Serban prend donc le parti de mettre en scène un Otello victime de son amour propre ainsi qu’il l’explique dans le texte publié dans le programme de l’Opéra de Paris (pp. 39-41). Otello s'est construit une image, proche de la perfection et qui ne saurait tolérer la moindre altération. Il a besoin de Desdemona pour la lui renvoyer. En fait, Otello est un Narcisse. Il s'aime dans le miroir que Desdemona lui tend. Il ne perçoit que lui-même, ce qui le conduit à un aveuglement complet lorsque Iago sous-entend que Desdemona peut en aimer un autre. On comprend mieux ainsi la facilité avec laquelle Otello est abusé. Ce n'est pas de la naïveté, mais de l'aveuglement. Par ses insinuations, Iago se contente d'avilir cette image flatteuse. Dans L’Avant-scène opéra (pp. 78-85), Jean-Michel Bèque insiste également sur cette interprétation du rôle-titre. Otello est l’histoire du « découronnement d’une image idéale ». Ce jeu d’image s’incarne parfaitement dans les voiles de tulle mais aussi dans la présence constante d’un miroir sur scène. Brisé violemment par Otello au cours du second acte, il traduit parfaitement la blessure profonde provoquée par les allégations de Iago. L’image du héro est brisée par ce soupçon d’infidélité. Iago a su toucher la fierté du héros. Au cours du dernier acte, Otello se maquille devant le miroir de la chambre de Desdemona : ne cherche-t-il pas, en préméditant son meurtre, à reconstruire son image de guerrier parfait ? Gilles de Van complète : « Iago empêche Otello d’être fidèle à sa « nature », à ses valeurs de héros, concrètement il l’empêche de chanter, sauf quand cette nature doit le porter vers la violence et la destruction » (programme, p. 45). Le miroir brisé est le symbole de l’âme d’Otello. L’image de ce héros parfait est en morceaux. Faute de miroir –privé de l’amour-miroir de Desdemona – le héros est aveugle.

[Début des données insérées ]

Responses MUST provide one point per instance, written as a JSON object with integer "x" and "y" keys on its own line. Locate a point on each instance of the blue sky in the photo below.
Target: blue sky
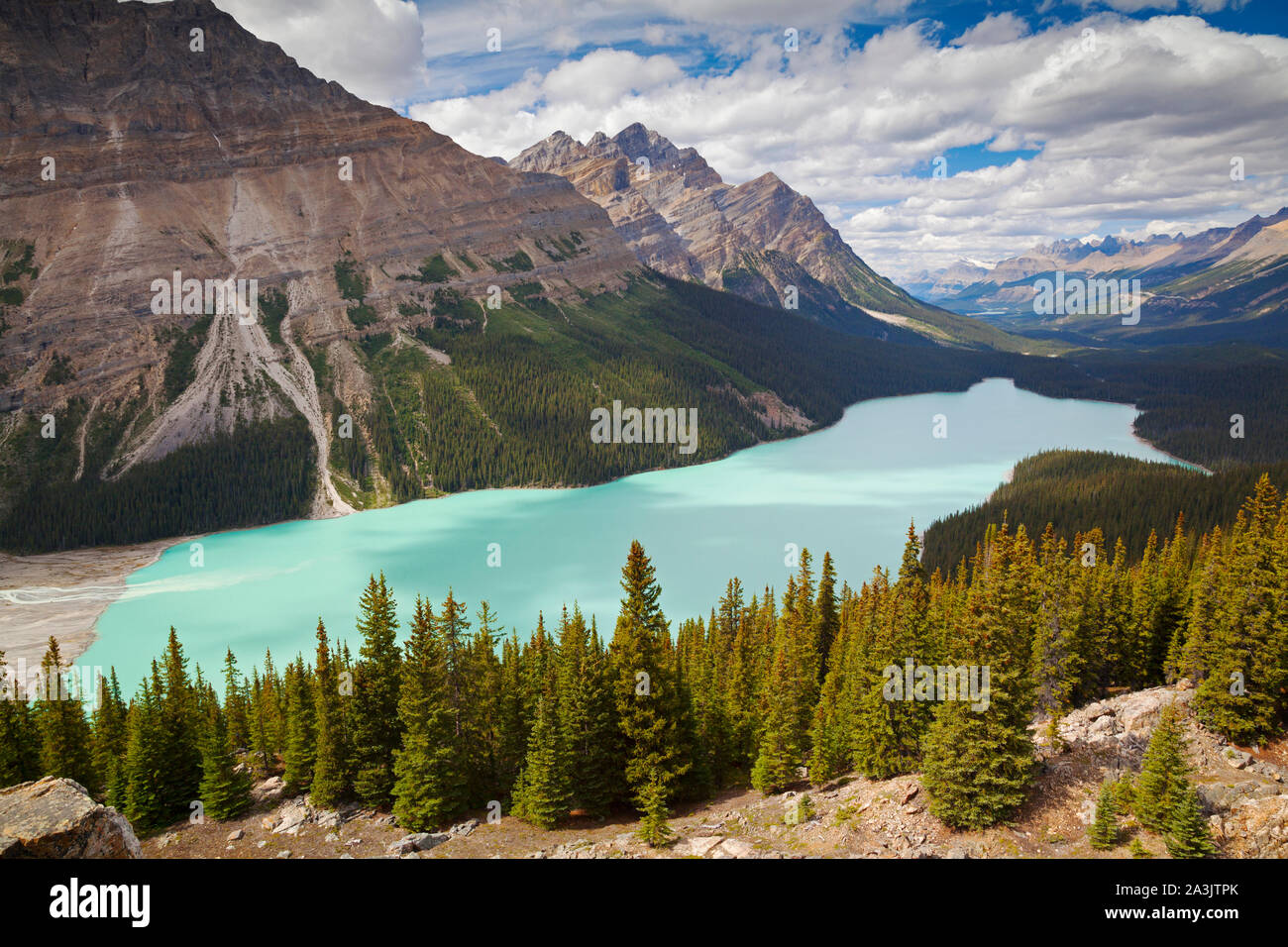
{"x": 1051, "y": 120}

Desdémona, elle aussi, est aveugle au sens où elle n'a pas accès aux motifs qui poussent Otello à la rejeter. Elle est donc innocente. Otello est aveugle au sens où il ne voit que lui-même. Il est donc coupable du meurtre qu'il accomplit. S'il se tue c'est parce qu'il se découvre faillible. Hors de cette contemplation glorieuse de lui-même, son existence n'a plus de sens. Une des dernières répliques d'Otello : "Oh! Gloire! Otello n'est plus". En fait, cet aveuglement est sans doute l'énigme majeure de l'ouvrage. Sans miroir, sans jeu de voiles et de rideaux, Otello est jeté dans l’enfer destructeur de la jalousie.

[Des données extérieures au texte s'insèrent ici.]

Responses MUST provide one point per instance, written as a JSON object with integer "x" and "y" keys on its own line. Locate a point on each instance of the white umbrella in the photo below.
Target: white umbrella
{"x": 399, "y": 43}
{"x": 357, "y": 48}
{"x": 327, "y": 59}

Les étendards et oriflammes, signes de la gloire militaire, sont présents sur scène tout au long du spectacle. Révélé à lui-même, il ne reste plus au héros déchu qu’à se saisir de l’un d’eux pour le retourner contre lui. Dans la dernière scène, tous les voiles sont levés. L’orage prend fin. Otello meurt avec l’objet qui était le signe même de l’image qu’il s’était construite.
Discrètement, Serban a mis en place des symboles et des objets qui ne livrent pas une interprétation forcée du livret et de la musique mais l’accompagnent simplement. Doit-on attendre autre chose d’un metteur en scène à l’opéra ?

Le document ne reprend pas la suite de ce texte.